The Centre informed the Bureau that on 18 June 1998 a meeting took place with the President of the Spanish “Man and the Biosphere”(MAB) Committee, the former Director of Donana National Park, the Director-General of UNESCO, the Director of the SC/ECO and staff from the World Heritage Centre. The President of the MAB Committee suggested an international conference to review actions taken and rehabilitation plans elaborated for the conservation of the site. He also presented an outline for launching a project entitled “Donana 2005”. It was suggested that UNESCO is involved in the preparation of the conference and that financial support may be provided for this purpose.
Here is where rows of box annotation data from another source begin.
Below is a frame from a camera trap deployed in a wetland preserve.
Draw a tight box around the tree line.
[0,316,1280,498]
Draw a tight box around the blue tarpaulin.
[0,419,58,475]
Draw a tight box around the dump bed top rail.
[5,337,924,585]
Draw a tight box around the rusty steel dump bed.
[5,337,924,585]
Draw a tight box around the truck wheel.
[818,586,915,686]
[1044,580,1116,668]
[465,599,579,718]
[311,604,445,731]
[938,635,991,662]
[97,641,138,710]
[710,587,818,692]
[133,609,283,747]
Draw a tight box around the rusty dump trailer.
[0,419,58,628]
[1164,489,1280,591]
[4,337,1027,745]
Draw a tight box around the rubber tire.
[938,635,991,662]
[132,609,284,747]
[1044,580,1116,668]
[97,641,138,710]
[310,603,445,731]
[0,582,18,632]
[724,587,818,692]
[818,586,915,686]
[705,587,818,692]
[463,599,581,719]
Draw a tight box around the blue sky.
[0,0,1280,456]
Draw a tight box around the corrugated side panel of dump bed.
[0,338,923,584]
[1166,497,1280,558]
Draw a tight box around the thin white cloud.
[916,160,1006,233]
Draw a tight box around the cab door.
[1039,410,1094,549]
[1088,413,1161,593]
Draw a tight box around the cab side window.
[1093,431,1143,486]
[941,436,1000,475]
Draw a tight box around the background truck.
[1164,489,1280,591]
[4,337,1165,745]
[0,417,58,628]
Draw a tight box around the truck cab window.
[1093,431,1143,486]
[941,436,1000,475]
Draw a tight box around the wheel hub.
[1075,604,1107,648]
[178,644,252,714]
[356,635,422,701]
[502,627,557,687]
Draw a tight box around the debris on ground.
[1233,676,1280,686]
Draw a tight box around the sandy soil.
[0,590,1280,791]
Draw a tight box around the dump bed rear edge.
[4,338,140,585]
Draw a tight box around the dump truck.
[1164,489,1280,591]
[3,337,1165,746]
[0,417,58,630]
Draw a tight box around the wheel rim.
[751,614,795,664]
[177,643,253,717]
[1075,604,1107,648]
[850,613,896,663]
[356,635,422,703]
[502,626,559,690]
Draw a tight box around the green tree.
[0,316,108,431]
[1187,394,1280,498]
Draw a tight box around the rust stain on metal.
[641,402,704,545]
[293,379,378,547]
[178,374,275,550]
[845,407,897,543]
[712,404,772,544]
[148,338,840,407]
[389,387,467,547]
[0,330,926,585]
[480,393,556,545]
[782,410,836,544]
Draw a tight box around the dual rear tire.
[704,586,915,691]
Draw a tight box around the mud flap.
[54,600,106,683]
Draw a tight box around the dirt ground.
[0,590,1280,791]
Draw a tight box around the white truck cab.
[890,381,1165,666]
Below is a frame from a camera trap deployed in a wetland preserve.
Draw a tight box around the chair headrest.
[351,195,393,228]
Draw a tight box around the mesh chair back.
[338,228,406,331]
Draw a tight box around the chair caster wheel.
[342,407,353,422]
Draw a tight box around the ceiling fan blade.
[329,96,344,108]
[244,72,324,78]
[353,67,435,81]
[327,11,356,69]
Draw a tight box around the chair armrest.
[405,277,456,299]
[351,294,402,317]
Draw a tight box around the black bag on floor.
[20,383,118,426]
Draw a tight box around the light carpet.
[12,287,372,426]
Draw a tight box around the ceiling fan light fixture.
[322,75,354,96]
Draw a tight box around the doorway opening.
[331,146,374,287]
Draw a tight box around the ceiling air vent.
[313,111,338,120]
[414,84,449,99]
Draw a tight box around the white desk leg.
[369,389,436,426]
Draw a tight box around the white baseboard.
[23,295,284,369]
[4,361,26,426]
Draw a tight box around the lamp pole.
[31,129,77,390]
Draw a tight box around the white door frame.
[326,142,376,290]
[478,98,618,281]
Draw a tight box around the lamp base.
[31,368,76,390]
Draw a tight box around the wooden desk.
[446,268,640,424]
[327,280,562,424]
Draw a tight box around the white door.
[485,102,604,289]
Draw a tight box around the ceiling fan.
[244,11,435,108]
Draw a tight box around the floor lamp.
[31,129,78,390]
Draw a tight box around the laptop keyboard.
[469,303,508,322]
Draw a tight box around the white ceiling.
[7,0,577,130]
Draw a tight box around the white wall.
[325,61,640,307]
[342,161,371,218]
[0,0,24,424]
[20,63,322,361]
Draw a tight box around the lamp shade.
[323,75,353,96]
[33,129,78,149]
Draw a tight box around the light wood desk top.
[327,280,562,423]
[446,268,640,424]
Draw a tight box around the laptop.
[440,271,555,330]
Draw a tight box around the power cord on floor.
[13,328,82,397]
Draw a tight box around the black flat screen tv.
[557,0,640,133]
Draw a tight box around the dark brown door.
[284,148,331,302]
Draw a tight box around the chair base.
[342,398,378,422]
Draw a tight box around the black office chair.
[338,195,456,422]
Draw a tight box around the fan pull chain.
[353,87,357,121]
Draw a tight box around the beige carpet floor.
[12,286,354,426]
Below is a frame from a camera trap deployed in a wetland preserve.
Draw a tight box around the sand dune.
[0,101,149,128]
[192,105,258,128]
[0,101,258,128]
The Bureau thanked the State Party for immediate actions taken to mitigate the threats and for keeping the World Heritage Centre and other UNESCO Divisions fully informed on the situation at the site. The Bureau however, expressed its serious concerns on the long-term restoration of the property and urged the State Party to undertake all possible measures to mitigate the threats. It requested the State Party to collaborate with UNESCO, IUCN and the Ramsar Convention in the preparation of an international expert conference to develop a long-term vision and prepare a detailed report in time for the twenty-second session of the World Heritage Committee.
The Observer of Spain thanked the Centre for rapid actions and support and stressed the commitment of his Government to the protection of the World Heritage site, which has been illustrated by submitting five reports since April. His Government has taken note of the proposal for an international scientific conference and will continue to work closely with the World Heritage Centre and the Committee.